Couvrir une élection : leçons de République Dominicaine et d'Haïti

15 oct 2020 dans Sujets spécialisés
Bureau de vote en République dominicaine

Avis aux journalistes à travers le monde qui couvrent les dernières semaines d'une campagne présidentielle américaine disputée sur fond de pandémie de COVID-19 : vous pourriez vous inspirer de vos confrères en République dominicaine et Haïti.

Après un report en mai dû au COVID-19, la République dominicaine a tenu son élection présidentielle au début du mois de juillet. La veille, le pays enregistrait un nouveau pic de cas confirmés de malades du COVID-19.

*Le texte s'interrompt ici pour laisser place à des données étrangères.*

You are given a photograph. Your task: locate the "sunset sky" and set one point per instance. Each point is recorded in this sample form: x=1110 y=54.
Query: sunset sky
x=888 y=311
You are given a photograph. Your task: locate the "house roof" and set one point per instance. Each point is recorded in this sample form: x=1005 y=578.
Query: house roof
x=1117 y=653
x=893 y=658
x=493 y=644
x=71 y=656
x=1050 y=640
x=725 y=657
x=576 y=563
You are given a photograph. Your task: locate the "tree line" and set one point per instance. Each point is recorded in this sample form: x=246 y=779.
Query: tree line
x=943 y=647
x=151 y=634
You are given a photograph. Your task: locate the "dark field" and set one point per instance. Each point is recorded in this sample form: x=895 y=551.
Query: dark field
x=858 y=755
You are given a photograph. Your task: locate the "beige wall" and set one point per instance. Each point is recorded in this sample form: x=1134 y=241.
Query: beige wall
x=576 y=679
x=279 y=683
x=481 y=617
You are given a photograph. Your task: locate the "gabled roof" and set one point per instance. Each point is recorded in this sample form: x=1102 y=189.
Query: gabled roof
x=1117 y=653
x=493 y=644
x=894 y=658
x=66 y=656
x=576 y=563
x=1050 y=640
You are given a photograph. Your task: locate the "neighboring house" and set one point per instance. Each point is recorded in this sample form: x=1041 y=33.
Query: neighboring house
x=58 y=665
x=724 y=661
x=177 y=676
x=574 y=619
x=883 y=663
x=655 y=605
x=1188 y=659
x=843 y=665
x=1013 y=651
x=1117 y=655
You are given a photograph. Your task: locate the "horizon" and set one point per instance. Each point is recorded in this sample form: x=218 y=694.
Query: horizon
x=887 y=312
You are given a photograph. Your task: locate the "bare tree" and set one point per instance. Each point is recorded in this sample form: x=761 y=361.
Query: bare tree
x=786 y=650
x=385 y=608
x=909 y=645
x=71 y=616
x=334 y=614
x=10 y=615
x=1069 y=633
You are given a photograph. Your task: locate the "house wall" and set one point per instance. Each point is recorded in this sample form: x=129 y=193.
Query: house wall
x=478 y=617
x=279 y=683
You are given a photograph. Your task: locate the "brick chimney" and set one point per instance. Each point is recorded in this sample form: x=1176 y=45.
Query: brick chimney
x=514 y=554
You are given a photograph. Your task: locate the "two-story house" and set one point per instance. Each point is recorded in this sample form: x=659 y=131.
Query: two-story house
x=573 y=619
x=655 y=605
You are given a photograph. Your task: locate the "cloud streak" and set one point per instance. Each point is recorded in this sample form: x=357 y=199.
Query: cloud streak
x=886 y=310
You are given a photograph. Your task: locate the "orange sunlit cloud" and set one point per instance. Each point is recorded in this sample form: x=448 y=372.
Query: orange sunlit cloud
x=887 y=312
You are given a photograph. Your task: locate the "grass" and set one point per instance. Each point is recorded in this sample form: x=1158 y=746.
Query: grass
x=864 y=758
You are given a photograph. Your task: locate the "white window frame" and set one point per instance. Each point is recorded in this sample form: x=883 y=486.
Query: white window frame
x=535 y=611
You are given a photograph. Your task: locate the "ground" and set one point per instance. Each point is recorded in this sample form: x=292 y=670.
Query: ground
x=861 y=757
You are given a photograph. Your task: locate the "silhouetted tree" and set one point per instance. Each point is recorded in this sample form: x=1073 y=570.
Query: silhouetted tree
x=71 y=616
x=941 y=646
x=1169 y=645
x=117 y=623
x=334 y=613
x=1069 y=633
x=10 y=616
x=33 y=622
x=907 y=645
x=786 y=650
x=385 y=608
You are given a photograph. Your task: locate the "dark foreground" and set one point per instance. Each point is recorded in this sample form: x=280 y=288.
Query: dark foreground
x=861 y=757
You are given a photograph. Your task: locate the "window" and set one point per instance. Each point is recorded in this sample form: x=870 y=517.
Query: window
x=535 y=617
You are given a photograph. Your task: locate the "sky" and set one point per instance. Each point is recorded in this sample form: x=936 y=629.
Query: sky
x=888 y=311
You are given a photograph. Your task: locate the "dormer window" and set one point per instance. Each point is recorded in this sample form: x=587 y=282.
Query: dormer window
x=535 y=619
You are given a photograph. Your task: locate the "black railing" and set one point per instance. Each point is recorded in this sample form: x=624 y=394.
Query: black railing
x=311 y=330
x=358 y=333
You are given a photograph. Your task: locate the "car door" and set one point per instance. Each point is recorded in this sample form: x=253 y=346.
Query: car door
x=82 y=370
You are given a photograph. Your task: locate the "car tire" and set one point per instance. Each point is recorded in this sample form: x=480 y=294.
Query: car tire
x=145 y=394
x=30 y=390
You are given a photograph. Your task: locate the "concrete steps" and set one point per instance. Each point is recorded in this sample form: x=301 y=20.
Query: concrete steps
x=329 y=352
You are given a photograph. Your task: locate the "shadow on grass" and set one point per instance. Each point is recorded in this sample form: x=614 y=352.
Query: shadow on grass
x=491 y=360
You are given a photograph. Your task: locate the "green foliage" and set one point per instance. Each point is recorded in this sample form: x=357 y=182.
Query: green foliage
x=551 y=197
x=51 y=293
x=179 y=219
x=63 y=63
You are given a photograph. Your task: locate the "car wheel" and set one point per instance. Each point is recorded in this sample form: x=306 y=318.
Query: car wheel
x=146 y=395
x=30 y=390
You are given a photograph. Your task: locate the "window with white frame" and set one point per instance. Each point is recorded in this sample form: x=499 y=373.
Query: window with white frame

Couvrir cette élection était tant un défi qu'une opportunité pour les rédactions des journalistes dominicains et haïtiens présents sur Hispaniola. Elles se sont donc mobilisées pour améliorer leurs protocoles de sécurité afin de protéger leurs reporters sur le terrain. En parallèle, elles ont ré-évalué leurs angles d'enquête, leur modèle économique et ont encouragé les collaborations.

Mesures de sécurité

Pour couvrir l'élection, la rédaction du journal dominicain Listín Diario s'est divisée en deux groupes : ceux en télétravail, et ceux en présentiel.

En plus de respecter la distanciation sociale, la rédaction a renforcé ses mesures sanitaires. Ainsi, les bureaux étaient régulièrement traités au fumigateur, le bâtiment entier était entièrement désinfecté une fois par semaine et les stocks de masques et de combinaisons de protection ont été renouvelés.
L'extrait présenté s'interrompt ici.